The morning session was over by the time I woke up. The day before convinced me that Kris’s car was the problem child, and that Randy’s was content to be boring and not have any sort of catastrophic problem. Unfortunately I was wrong. While I was asleep, one of the H2 cars (a red Civic with yellow flames) caught fire and Randy’s car encountered a catastrophic problem. I wouldn’t know what the problem was until I arrived, but I knew it was something related to the motor because Frank of Supremacy Racing said “Randy hurt his motor” on Facebook. I quickly closed the instrument of the Personal Digital Apocalypse, grabbed my bag and rushed out to Tooele.
I arrived to find Randy and Kris’s cars on jackstands. Kris’s car was up in the air, but still driveable. Randy’s was in the air, with the hood up and no motor. I asked Brady, a volunteer from UtahHondas.net, what happened. Randy fried a piston in the morning practice session. So much for the boring race car that ran. Mauricio and Eric were rushing to transplant a new K20 into Randy’s engine bay. Sensing this was a situation I could easily screw up, I took off to grab some photos in the paddock and of some of the other classes running at the event.
The paddock was a treasure trove of awesome one could get up close and personal with. The action on the track was good too, but I still didn’t have my credentials so I was stuck shooting from spots I could access without them. I made my way to the Clubhouse as the Time Trial cars were starting their session.
In Time Trial the goal is to set a fast lap, not win a race; however, it’s not like Time Attack where only one car is out on the track at a time. There are multiple cars, from multiple classes, out trying to set fast laps. Some of the cars out in this twenty minute session included a C5 Corvette, an E36 M3, a Lotus Elise, a Mini Cooper S, a Mini Clubman S, and an ’83 Mazda RX-7. Diversity thy name is TT.
I was just shooting away, having a fun time by myself when all of a sudden my camera shuts off.
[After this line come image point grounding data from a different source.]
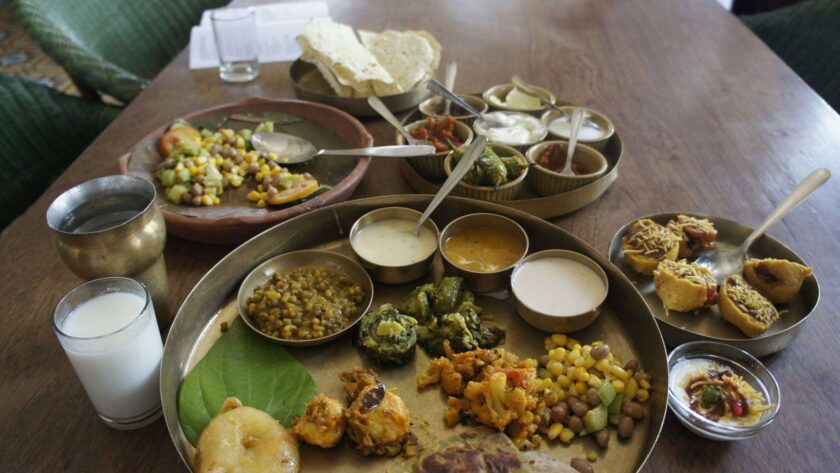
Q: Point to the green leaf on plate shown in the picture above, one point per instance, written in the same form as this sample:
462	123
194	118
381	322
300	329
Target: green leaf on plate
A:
243	364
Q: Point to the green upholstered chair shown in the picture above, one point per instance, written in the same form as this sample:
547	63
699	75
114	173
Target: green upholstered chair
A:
807	37
112	46
41	133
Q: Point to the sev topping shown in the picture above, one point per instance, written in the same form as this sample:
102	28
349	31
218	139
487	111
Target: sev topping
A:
650	239
749	300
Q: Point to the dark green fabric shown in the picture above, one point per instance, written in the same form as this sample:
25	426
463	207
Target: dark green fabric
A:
113	46
807	37
41	133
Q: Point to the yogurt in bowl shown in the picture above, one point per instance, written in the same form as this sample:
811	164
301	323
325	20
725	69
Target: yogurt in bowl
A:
559	290
518	129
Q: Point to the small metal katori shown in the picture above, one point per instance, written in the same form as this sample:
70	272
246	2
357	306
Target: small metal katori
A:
707	324
625	323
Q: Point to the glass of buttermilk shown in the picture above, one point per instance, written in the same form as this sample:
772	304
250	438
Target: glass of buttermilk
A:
108	330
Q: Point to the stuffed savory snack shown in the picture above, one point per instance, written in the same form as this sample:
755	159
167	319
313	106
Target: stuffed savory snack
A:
684	286
744	307
777	279
696	235
647	243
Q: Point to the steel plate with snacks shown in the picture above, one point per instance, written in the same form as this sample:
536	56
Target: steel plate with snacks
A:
527	199
625	324
235	218
707	324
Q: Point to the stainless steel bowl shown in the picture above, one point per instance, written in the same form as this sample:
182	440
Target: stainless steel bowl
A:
742	364
303	259
394	274
474	280
559	323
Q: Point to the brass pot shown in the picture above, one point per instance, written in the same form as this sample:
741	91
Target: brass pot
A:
110	226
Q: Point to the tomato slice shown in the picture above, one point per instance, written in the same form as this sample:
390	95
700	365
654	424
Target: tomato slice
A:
296	192
174	137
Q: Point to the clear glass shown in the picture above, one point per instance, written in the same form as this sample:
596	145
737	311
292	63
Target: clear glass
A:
235	31
108	330
742	364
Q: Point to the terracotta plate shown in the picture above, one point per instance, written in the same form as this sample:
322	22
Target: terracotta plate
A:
237	219
707	324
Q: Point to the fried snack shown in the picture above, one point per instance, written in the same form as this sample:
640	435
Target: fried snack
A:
696	235
684	286
245	440
323	423
744	307
777	279
647	243
378	421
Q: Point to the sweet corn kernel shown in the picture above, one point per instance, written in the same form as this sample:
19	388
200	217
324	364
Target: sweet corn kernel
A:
566	435
564	381
555	430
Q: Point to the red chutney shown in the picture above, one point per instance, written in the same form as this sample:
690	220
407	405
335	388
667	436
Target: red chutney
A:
554	159
440	132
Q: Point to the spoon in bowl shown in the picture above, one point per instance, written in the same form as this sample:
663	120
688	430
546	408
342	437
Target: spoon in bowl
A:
577	119
725	262
380	107
470	155
435	86
295	150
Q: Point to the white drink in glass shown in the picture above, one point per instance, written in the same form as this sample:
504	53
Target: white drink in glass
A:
109	332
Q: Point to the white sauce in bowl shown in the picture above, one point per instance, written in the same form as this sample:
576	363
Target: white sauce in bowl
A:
392	242
562	127
522	129
558	286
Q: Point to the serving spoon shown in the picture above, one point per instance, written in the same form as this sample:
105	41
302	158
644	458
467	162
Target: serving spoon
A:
577	119
472	153
295	150
725	262
530	89
449	73
435	86
380	108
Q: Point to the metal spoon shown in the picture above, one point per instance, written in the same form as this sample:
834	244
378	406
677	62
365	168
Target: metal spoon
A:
435	86
294	149
528	88
472	153
577	119
725	262
449	73
382	109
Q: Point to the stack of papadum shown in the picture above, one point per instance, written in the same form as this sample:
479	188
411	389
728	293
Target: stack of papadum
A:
387	63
No biggie, I just turned it back on, but then it got weird in a bad way. The card refused to record any data, and said every photo I shot after I turned the camera back on was corrupt. Not good, but there was nothing I could do then. I swapped cards and continued shooting. The session ended, and I headed back to the pit to see what progress had been made on Randy’s swap.
The motor was in, but the harness wasn’t on and the axles weren’t attached. Unfortunately he wouldn’t be running, but Kris was ready to run in the last Honda Challenge session of the day. The camo DC5 and I headed south, him to pre-grid and I to turn one. I made it to the turn before as the previous group was doing their cool down laps, which allowed me to find a proper place to get some good photos.
To me the last Honda Challenge session was a good one. Kris was running fast laps, and came in behind a BB4 Honda Prelude. I took it upon myself to time one of Kris’s laps, and he returned a 2:13:84 lap. Pretty damn quick, at least to me. I snapped some photos of the H2 cars lifting their inside rear wheels going into turn one, fired some off at the following class, and headed back to the pit.
Kris was talking to Eric about what the car was doing, while Mauricio was getting the car in the air. I took this opportunity to take my leave and see about getting my credentials. Thankfully I was able to get them, so the photos from the next two days would be from places other than directly in front of the grandstands.